The international team of researchers behind the study says it opens up opportunities for depression treatments that are more bespoke and personalized – because they can be based around each person’s genetic make-up.
They identified new genetic risk factors in all major global populations, which means scientists can predict depression risk across ethnicities. It also gives experts a much deeper understanding of the impact of genes on the condition, which can then help in improving treatments.
The study used anonymized data from more than five million people. (Major Depressive Disorder Working Group of the Psychiatric Genomics Consortium, Cell, 2025)”There are huge gaps in our understanding of clinical depression that limit opportunities to improve outcomes for those affected,” says biological psychiatrist Andrew McIntosh, from the University of Edinburgh in the UK.
“Larger and more globally representative studies are vital to provide the insights needed to develop new and better therapies, and prevent illness in those at higher risk of developing the condition.”
The genetic cross-referencing was based on data from 688,808 people diagnosed with major depression and 4.3 million people without the condition, across 29 countries and a wide range of ethnicities – making this the largest study of depression and genetics to date.

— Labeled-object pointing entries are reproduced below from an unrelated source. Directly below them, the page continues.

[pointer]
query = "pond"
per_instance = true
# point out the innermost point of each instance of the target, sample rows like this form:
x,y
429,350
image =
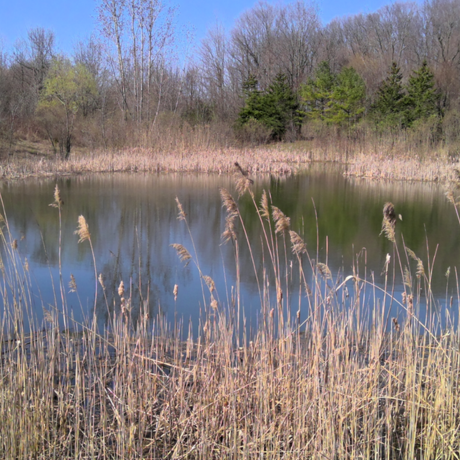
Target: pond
x,y
133,221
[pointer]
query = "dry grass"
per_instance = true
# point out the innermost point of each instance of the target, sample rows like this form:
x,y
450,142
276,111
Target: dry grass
x,y
345,383
280,159
258,161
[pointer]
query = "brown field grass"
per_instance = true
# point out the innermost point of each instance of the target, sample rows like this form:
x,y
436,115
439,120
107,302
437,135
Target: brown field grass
x,y
369,160
346,383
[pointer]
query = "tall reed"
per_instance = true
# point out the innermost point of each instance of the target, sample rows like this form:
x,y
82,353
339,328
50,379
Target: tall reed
x,y
338,380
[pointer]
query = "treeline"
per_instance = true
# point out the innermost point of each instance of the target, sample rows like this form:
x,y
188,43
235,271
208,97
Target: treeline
x,y
279,74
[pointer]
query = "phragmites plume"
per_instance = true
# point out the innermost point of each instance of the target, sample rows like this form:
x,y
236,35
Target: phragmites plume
x,y
282,222
279,295
231,207
210,283
82,230
264,208
298,245
72,284
181,215
183,254
241,170
57,198
101,281
450,197
229,203
389,222
121,289
244,183
420,271
175,291
324,271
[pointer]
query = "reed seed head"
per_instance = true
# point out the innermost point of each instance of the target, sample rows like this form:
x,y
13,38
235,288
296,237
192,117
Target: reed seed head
x,y
82,230
264,207
72,284
121,289
101,281
389,222
175,291
183,254
282,222
298,245
57,198
182,215
210,283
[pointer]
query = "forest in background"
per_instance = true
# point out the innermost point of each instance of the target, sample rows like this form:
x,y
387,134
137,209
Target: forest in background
x,y
277,75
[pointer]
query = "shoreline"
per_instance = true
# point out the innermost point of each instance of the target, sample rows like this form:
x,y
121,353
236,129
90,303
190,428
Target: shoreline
x,y
279,160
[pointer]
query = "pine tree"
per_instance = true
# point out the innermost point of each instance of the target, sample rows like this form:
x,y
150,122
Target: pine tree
x,y
347,102
276,108
317,93
388,107
422,100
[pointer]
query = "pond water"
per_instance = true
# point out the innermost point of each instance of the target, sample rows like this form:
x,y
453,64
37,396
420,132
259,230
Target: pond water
x,y
133,223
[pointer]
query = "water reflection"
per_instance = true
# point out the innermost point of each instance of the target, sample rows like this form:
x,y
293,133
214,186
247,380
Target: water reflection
x,y
133,222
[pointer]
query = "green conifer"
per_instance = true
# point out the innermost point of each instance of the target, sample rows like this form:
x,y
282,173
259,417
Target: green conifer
x,y
388,106
422,100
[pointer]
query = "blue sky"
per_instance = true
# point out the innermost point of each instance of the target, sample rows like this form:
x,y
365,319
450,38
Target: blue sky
x,y
74,20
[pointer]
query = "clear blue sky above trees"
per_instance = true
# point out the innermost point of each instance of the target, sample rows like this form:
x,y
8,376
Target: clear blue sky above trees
x,y
72,21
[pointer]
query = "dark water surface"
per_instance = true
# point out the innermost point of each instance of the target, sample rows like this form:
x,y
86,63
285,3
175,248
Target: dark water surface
x,y
133,221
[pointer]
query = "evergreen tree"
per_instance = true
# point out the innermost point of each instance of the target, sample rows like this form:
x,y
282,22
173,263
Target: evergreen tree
x,y
389,105
276,108
317,93
422,100
347,102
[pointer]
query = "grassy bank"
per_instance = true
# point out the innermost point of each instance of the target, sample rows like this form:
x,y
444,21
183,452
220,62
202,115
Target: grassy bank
x,y
348,382
370,160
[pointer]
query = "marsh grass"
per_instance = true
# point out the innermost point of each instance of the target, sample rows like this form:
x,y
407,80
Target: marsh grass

A huge proportion of the discovered gene variants were found because nearly a quarter of the study participants were from diverse, non-European ancestries. That means in the future we should be able to predict depression more accurately, and treat it more effectively, across any population.
While each variant only increases depression risk by a small amount, having several in combination can be significant. These genetic influences add to other risk factors for depression, including how we sleep and what we eat.
“These findings show depression is highly polygenic and open up downstream pathways to translate these findings into better care for people with depression,” says genetic epidemiologist Cathryn Lewis, from King’s College London.
The researchers were also able to tie the genetic variants they identified with specific types of brain neurons, and in particular excitatory neurons in the hippocampus and amygdala brain regions.
That not only tells us more about the brain changes that can come along with or trigger depression, but also reveals more about how depression is linked to other problems in the brain, like anxiety or Alzheimer’s disease.
Ultimately, depression is a combination of a multitude of factors – it’s a condition with causes and consequences that vary for everyone – but this new research means we’re much better informed about the genetic components of those differences.
“Our study identifies hundreds of additional genetic variants that play a role in depression,” says Lewis. “Depression is a highly prevalent disorder and we still have a lot to learn about its biological underpinnings.”
The research has been published in Cell.